The positioning here isn’t done for fluff. The company sells expensive leather goods, and to justify these premium prices it makes sense to boldly call out your competitors. The owner wants you to see the difference in quality to showcase why that bag you covet costs $500.
Lastly, Saddleback isn’t all about testosterone-driven declarations; the owner also displays a very personal side with a webpage dedicated to his dog Blue. This serves as a great example of putting your personality into your business in a way that won’t lead to any Mike Jeffries comparisons.
Hobby stores for geeks are another example of an industry with a lingering reputation for personality defects; they are often characterized as weird and filled with snooty employees who look down on beginners.
ThinkGeek, in comparison, is all about community, with unique features like customer action shots and an emphasis on novel products that build on already existing communities. (As a guy who still owns a Super Nintendo, their retro gaming section is much appreciated.)

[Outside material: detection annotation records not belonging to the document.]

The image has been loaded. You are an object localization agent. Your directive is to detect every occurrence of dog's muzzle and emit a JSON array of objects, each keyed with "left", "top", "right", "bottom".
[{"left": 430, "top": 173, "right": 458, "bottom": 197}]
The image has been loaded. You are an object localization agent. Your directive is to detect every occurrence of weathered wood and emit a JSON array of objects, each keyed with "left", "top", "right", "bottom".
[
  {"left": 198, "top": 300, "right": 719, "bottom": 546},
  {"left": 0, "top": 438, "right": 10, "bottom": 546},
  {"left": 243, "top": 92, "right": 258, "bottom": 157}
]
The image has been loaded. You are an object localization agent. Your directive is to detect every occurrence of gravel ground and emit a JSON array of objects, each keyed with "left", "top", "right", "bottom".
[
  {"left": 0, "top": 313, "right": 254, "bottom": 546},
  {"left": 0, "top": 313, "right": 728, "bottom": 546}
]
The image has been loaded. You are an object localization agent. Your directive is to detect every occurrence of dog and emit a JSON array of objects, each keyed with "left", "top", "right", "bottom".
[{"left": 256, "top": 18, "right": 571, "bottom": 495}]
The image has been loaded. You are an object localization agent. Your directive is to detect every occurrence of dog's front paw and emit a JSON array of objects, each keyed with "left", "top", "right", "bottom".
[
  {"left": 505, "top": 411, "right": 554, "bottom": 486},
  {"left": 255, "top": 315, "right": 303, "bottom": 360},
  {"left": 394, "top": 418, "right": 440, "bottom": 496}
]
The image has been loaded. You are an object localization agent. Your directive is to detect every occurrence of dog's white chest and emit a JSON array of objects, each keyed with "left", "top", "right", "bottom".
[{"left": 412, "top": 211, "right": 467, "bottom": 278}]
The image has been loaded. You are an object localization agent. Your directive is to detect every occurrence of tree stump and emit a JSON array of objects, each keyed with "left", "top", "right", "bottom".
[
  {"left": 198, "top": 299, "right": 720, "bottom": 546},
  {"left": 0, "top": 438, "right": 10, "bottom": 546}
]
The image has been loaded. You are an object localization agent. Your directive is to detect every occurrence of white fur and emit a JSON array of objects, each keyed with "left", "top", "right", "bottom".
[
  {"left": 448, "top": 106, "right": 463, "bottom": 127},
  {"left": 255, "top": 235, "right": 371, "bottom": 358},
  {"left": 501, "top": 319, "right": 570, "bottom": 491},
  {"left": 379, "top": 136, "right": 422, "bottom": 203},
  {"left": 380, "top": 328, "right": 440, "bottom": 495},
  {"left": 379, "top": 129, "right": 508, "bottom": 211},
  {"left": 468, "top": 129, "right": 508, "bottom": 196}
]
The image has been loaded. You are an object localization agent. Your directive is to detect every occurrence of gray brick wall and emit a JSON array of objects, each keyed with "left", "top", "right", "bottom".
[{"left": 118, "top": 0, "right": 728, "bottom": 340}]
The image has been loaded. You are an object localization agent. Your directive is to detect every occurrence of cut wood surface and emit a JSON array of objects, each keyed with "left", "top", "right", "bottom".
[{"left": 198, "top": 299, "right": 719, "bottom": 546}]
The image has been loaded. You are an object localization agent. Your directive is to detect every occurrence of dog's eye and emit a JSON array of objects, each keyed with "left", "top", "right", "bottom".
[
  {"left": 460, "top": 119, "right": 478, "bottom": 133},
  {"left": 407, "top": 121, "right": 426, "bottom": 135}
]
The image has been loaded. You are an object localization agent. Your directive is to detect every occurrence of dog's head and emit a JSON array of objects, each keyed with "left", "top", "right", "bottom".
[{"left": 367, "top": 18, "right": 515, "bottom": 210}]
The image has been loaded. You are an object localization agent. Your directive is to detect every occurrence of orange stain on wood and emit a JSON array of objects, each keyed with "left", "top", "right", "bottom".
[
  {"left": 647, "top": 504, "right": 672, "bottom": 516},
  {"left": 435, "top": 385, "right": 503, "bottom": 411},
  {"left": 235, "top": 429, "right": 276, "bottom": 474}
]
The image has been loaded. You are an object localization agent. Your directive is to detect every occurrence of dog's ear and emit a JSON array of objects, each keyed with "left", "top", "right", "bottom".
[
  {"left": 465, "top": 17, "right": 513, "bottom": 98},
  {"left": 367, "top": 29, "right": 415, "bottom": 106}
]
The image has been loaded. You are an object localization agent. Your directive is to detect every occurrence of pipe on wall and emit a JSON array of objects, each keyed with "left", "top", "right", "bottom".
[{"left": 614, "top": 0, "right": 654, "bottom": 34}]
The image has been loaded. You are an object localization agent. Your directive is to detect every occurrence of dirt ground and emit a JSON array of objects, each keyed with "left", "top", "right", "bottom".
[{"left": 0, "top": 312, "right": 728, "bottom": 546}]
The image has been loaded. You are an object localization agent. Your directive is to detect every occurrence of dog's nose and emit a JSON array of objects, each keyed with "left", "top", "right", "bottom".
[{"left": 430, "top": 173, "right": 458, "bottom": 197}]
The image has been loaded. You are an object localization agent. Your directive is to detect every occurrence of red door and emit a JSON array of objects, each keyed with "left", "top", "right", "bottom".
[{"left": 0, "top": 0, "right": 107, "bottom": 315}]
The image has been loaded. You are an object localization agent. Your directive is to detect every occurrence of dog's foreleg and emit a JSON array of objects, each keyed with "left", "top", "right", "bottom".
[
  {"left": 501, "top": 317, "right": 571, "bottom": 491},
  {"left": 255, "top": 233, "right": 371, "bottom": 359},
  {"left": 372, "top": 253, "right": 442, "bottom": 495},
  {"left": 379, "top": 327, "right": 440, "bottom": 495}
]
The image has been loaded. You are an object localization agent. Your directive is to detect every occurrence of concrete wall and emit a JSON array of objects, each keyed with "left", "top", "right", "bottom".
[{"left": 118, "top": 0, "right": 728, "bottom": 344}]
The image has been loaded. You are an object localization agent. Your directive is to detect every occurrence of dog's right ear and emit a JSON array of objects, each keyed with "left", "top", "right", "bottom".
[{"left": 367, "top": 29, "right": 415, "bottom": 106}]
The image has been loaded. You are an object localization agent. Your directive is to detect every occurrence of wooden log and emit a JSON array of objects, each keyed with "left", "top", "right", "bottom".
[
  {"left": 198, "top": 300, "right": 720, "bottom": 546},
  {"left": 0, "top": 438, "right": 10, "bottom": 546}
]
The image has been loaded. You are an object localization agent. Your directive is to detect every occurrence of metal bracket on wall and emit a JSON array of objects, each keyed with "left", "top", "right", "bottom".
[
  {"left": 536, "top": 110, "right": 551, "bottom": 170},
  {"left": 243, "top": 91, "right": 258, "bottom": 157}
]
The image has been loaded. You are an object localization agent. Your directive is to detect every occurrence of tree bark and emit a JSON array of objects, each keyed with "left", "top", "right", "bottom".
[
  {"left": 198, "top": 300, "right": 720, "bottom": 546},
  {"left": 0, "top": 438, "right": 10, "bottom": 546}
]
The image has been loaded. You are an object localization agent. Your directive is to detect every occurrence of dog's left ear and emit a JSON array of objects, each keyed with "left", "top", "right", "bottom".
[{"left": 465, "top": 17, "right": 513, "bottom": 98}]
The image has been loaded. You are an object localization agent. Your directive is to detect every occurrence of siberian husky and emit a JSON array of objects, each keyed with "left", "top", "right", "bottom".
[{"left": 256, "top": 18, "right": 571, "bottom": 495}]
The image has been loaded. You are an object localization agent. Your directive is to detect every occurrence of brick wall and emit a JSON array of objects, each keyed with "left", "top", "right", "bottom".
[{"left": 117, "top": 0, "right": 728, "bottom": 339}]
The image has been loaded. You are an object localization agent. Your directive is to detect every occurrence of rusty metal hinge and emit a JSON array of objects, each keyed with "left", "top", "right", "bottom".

Take a lesson from ThinkGeek’s playbook and closely examine the needs and wants of your ideal customer, asking yourself, “What often stops people from buying?” When you have your answer, you will find your unique selling proposition.
Just as relationship marketing is as much about the marketing as is it about the relationships, the same applies for creating a unique selling proposition; it’s a form of differentiation that needs to be built around selling more products and services, not just to make your business into a quirky brand that stands out but can’t get traction.
In the book Reality in Advertising, advertising executive Rosser Reeves lays down three rules that unique selling propositions should follow if they wish to be more than just creative branding:
Make sure you are standing out for the right reasons, and that your brand’s positioning in your marketplace is intended to move what you sell, not just to stand out.